L'épisode caniculaire qui a frappé la France ces dernières semaines a des conséquences directes sur le marché des fruits et légumes. Selon les données de FranceAgrimer et du Réseau des nouvelles des marchés (RNM), les prix de plusieurs produits ont fortement augmenté sur le marché de Rungis, principal marché de gros de l'Hexagone.
Ainsi, le cours du concombre d'origine française a bondi de 41 % la semaine du 20 juin, tandis que le concombre espagnol a vu son prix s'envoler de 75 %, avant un léger reflux. La tomate grappe française, qui s'échangeait à 1,20 euro le kilo à la mi-juin, a atteint 3 euros les 29 et 30 juin, avant de redescendre à 2,20 euro le 3 juillet.
Les professionnels expliquent cette hausse par un double effet : une demande « boostée par la chaleur », comme le souligne une note de conjoncture hebdomadaire du 30 juin, et une offre en baisse. Les conditions climatiques pénalisent en effet la croissance des plants, notamment de concombre, et les pertes sont plus importantes. La mise sur le marché est également ralentie par l'adaptation des conditions de travail dans les exploitations, les récoltes étant interrompues plus tôt dans la journée pour éviter les fortes chaleurs.
Pas de tension généralisée sur l'approvisionnement
Malgré ces perturbations, le président d'Interfel, l'interprofession des fruits et légumes, Daniel Sauvaître, tient à rassurer : « Il n'y a pas de tension généralisée sur l'approvisionnement. » Cependant, les inquiétudes portent sur les récoltes à venir, notamment pour les fruits actuellement sur les arbres, comme les prunes, les pommes, les poires et les noix. La récolte des pommes, déjà annoncée en baisse de 10 à 15 % par rapport à l'année précédente, pourrait être encore plus affectée par les fortes chaleurs, qui réduisent les calibres des fruits. Selon Daniel Sauvaître, on se situerait plutôt « à -20 % ».
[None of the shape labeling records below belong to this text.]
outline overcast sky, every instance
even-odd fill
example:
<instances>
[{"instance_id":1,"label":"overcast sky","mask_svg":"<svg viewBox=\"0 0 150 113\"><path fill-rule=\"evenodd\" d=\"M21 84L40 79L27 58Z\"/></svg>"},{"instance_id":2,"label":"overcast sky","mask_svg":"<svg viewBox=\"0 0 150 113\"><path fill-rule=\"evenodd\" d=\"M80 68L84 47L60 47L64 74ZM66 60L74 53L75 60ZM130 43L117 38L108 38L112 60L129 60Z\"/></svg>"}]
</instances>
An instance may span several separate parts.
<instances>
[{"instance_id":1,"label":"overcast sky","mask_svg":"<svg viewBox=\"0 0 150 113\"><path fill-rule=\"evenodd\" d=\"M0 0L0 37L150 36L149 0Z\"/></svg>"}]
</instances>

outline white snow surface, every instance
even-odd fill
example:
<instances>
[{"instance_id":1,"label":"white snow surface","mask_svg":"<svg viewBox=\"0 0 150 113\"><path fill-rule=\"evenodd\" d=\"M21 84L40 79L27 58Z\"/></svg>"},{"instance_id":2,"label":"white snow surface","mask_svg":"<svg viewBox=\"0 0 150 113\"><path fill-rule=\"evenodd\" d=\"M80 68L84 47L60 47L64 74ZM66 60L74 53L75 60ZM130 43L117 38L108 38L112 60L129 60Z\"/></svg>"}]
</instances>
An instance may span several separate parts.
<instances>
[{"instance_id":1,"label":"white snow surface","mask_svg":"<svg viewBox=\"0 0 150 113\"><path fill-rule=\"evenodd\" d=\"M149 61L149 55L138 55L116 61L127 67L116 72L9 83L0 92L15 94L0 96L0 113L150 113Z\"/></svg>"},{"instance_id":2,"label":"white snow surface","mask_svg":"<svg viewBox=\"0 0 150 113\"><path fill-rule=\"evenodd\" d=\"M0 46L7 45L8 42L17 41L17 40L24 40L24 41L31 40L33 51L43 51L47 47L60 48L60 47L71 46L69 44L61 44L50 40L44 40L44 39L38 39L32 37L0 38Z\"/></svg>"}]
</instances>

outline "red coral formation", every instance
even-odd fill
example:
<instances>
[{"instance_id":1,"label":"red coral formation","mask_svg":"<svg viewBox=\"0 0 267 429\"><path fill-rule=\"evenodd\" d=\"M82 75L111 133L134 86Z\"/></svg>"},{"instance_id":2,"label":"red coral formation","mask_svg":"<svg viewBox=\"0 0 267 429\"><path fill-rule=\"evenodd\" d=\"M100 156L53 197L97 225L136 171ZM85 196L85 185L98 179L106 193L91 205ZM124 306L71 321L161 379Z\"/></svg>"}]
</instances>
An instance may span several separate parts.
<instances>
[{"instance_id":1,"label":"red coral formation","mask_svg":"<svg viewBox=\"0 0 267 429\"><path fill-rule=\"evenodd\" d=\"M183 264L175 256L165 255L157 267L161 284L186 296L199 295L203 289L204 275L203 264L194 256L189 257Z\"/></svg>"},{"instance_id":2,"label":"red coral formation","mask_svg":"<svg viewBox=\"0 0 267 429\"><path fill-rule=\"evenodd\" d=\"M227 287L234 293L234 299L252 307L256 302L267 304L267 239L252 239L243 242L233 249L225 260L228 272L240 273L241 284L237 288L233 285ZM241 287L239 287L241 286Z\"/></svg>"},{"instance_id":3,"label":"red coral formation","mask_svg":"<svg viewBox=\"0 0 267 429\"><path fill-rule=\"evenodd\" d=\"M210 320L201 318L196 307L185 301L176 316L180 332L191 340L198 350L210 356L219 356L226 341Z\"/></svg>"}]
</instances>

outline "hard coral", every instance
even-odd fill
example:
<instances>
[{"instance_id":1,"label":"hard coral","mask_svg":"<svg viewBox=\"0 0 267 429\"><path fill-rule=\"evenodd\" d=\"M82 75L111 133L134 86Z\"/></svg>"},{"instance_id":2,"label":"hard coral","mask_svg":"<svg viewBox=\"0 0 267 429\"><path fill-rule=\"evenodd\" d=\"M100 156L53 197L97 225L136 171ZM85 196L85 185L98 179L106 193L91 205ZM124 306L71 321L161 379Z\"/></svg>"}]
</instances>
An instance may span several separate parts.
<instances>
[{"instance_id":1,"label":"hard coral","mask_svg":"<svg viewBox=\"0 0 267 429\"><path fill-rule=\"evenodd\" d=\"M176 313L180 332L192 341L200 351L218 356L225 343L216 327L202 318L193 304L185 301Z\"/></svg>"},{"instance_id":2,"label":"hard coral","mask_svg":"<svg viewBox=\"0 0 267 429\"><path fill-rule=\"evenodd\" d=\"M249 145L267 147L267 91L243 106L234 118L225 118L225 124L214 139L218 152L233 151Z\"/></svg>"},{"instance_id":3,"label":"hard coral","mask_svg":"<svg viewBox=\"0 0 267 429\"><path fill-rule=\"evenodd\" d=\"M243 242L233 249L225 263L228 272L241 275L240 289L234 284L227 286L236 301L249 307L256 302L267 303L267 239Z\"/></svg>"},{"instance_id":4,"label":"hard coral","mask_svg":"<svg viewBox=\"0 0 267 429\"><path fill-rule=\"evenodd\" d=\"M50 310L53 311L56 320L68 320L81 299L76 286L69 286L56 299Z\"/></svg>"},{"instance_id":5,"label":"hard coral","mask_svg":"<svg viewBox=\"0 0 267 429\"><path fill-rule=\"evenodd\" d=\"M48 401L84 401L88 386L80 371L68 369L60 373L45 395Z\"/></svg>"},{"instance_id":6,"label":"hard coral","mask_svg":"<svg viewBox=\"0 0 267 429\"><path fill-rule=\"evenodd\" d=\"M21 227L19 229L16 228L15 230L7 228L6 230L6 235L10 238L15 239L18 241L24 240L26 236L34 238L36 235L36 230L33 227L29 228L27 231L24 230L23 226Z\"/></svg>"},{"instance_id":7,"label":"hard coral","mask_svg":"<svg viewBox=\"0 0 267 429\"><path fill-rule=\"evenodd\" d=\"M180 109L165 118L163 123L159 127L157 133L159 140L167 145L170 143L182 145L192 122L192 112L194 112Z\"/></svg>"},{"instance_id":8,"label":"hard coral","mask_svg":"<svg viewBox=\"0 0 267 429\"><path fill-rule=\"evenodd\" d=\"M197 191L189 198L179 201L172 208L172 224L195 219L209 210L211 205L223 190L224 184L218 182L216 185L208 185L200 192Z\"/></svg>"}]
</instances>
Dans le secteur du bio, les préoccupations sont également vives pour les récoltes d'automne. Sébastien Darrort, directeur achat-offre chez Pronatura, un expéditeur de fruits et légumes bio basé à Cavaillon (Vaucluse), souligne que « la sécheresse s'annonce exceptionnelle » et qu'elle est « problématique pour le développement des carottes et le grossissement des pommes de terre ». Il ajoute que « les prochaines semaines vont être déterminantes ».
Des répercussions sur la production d'œufs
La canicule affecte également la production d'œufs. Selon le Comité national pour la promotion de l'œuf (CNPO), les chaleurs de fin juin ont provoqué la mortalité de 1,5 % du cheptel de poules pondeuses. De plus, les poules pondent des œufs plus petits lorsque la température grimpe. Le président du CNPO, Yves-Marie Beaudet, relativise toutefois l'impact, indiquant que de nouveaux bâtiments avaient été mis en service depuis le début de l'année et que la demande en œufs est moins forte en juillet-août.